The second most important thing, the fish and the marinade!

Chermoula is a herb marinade used to season fish and vegetables in Morocco, Tunisia, Libya, and other parts of North Africa. It adds a rich taste to even the mildest fish. Once you make it you will be using it forever.

As for the red snapper, once clean, stuff it with simple herbs and add some lemon slices for favour on the inside. You can also get it from the butcher prepared for you, but that doesn’t mean you can’t add seasoning!

Ingredients

Chermoula and fish:

1 red snapper, cleaned

1/2 cup parsley, chopped

1/4 cup cilantro, chopped

1 teaspoon cumin

1/2 teaspoon black pepper

Pinch of salt

1 teaspoon paprika

1/2 cup olive oil

1 tablespoon lemon zest

4 teaspoons garlic, minced

1 teaspoon chili powder

4 lemon slices

1 thyme sprig

1 parsley spring

Peanut butter rice:

1 cup white rice

1/3 cup peanut butter

1/2 teaspoon black pepper

1/4 teaspoon salt

1/4 hot cup water

1 3/4 cups water

1 vegetable sachet or bouillon

1 tablespoon olive oil

1 teaspoon garlic, minced

Beans:

1 teaspoon paprika

1 teaspoon chili powder

1 can pinto beans (sugar beans if you can get them, that was my first choice!)

1 teaspoon black pepper

1/2 teaspoon salt

1/2 cup water

1/2 vegetable bouillon, crushed

1 tablespoon Scotch bonnet pepper sauce

Instructions

Prepare the chermoula. In a blender or food processor, add the parsley, cilantro, lemon zest, paprika, cumin, and chilli powder. Mix on low while adding the olive oil to create a paste, so don’t blend until it turns into a liquid! If you accidentally do, add some more parsley to thicken. 

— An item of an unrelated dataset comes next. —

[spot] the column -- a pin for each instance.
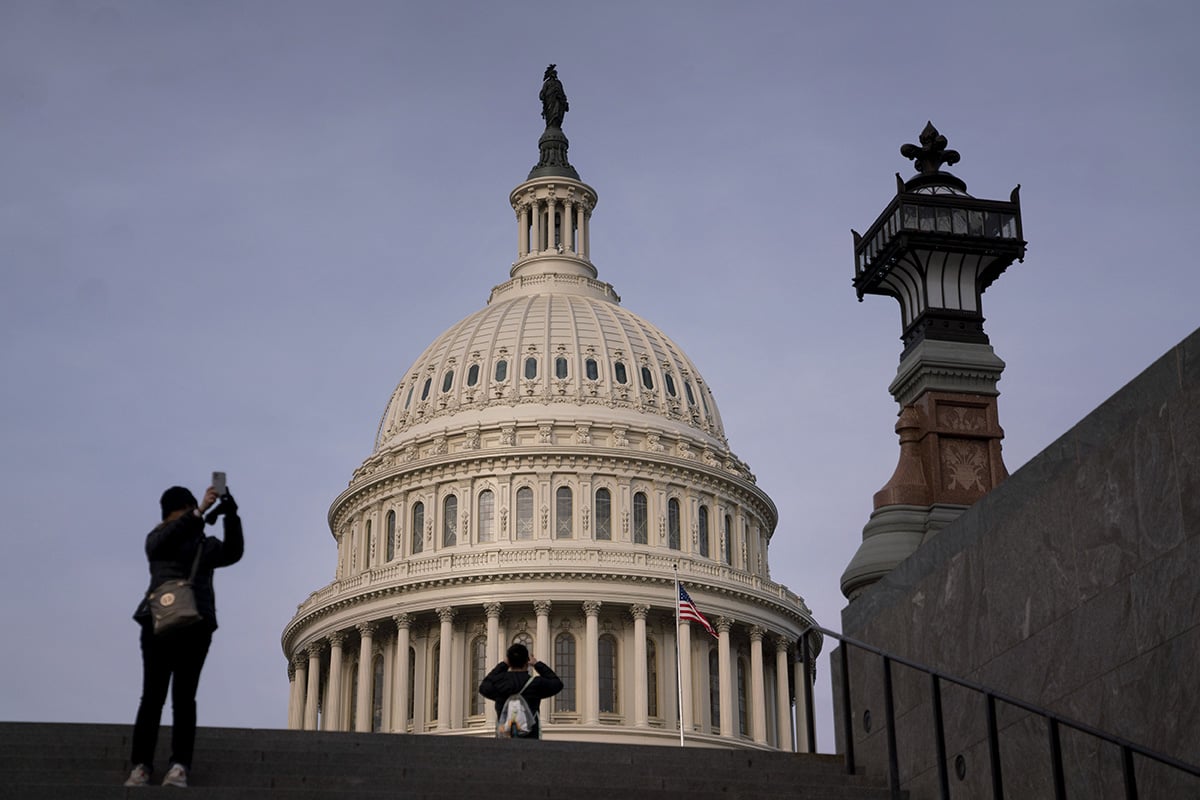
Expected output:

For the red snapper, if it isn’t already, stuff the fish with the herb sprigs and lemon slices. Baste the fish on both sides with the chermoula and chill what remains for later. Bake the fish at 450F on each side for 10-15 minutes. When done, the fish should flake easily using a fork. You can also check the internal temperature and go by what’s recommended. Set aside to rest.

While the fish bakes, prepare your rice. Cook the rice with garlic and olive oil before adding the broth sachet. Follow up with 1 3/4 cups water (or whatever rice quantity you want according to the package) and simmer with a lid until the water has evaporated - you want your rice on the drier side because the peanut butter will be added. 

Mix the hot water with the peanut butter to make a smooth paste and mix it into the rice. Steam with the lid on for 5 minutes, then remove from heat. 

For the beans, sauté them in the oil, bouillon, and spices for about 3 minutes, then simmer in water for about 5-7 minutes. Since canned beans are cooked this should not take long otherwise the beans will break down into mush.

Use the chermoula to baste the cooked snapper and serve with the hot beans and peanut butter rice, feeds 2!